My leg seemed to have a mind of its own. I even clutched at my knee with both my hands, but the blasted thing kept bouncing up and down relentlessly. A nervous tick of mine that has always annoyed me. I don't even know why I was so nervous when my exams were done days ago. In fact for the past 3 days I have done little other than gorge on chocolate cake and binge watched one show after another, basically whiling away my time waiting for...Oh yeah, now I remember what I was so nervous about. Today was Kong's last exam. The very last day he would remain a student at our university. The last time he would officially be my junior.
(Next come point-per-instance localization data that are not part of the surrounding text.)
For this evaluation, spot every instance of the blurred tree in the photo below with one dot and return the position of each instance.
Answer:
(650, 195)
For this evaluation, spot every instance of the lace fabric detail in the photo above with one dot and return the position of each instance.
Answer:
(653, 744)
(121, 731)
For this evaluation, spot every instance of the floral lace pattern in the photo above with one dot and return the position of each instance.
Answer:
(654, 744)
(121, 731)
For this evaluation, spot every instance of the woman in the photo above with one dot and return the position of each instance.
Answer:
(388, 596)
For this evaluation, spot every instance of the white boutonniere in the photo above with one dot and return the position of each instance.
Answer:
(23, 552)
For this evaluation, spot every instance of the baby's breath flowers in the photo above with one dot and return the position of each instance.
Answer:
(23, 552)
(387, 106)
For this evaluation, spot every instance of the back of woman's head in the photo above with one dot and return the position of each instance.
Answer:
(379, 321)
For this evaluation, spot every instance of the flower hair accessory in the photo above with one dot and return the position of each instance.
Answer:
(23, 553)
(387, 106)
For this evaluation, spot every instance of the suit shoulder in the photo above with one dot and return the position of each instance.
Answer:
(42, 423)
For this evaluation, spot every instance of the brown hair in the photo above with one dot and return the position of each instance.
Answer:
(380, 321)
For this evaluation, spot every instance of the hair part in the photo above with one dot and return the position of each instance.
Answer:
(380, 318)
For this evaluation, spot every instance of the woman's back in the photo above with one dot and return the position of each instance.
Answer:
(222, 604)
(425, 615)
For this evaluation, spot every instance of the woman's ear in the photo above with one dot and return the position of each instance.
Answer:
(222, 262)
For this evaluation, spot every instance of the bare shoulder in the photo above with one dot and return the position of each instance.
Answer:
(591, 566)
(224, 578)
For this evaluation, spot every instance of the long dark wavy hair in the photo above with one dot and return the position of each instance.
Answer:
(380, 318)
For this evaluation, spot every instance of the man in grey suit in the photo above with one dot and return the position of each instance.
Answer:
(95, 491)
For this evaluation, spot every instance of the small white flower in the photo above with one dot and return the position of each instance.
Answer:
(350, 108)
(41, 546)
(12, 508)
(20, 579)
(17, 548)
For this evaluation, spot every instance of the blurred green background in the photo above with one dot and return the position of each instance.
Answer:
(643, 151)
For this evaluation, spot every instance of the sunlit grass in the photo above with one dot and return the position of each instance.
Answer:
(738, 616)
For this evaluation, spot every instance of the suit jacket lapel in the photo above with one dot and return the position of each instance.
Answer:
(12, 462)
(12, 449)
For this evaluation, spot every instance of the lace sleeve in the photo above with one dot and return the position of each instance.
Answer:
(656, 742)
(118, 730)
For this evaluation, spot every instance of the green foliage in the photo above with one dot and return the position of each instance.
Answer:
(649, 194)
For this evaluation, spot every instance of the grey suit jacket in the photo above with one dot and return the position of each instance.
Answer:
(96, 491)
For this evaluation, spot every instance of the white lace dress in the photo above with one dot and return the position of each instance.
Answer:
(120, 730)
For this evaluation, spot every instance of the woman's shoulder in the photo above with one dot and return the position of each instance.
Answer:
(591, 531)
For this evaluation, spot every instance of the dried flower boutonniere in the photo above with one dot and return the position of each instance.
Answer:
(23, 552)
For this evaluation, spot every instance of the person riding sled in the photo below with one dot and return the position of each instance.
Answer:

I had been preparing myself for this day for ages and still I wasn't ready to face it. It just felt so...so final. Like once he would leave, he would take whatever fleeting relationship we had with him. Like this would be the last time I would ever get to see him. Our story ending before it even began. That idiot has given me more than one reason to wallow in doom and gloom since the minute I have laid eyes on him. But somehow nothing had weighed so heavily on my heart than the realization that this was finally the end. In fact the day he had nonchalantly dropped an invitation to a party for the last day of his exams cause he wanted to make a 'surprise' announcement to his friends I had pretty much spent the day with my face buried in the pillow, screaming my frustration.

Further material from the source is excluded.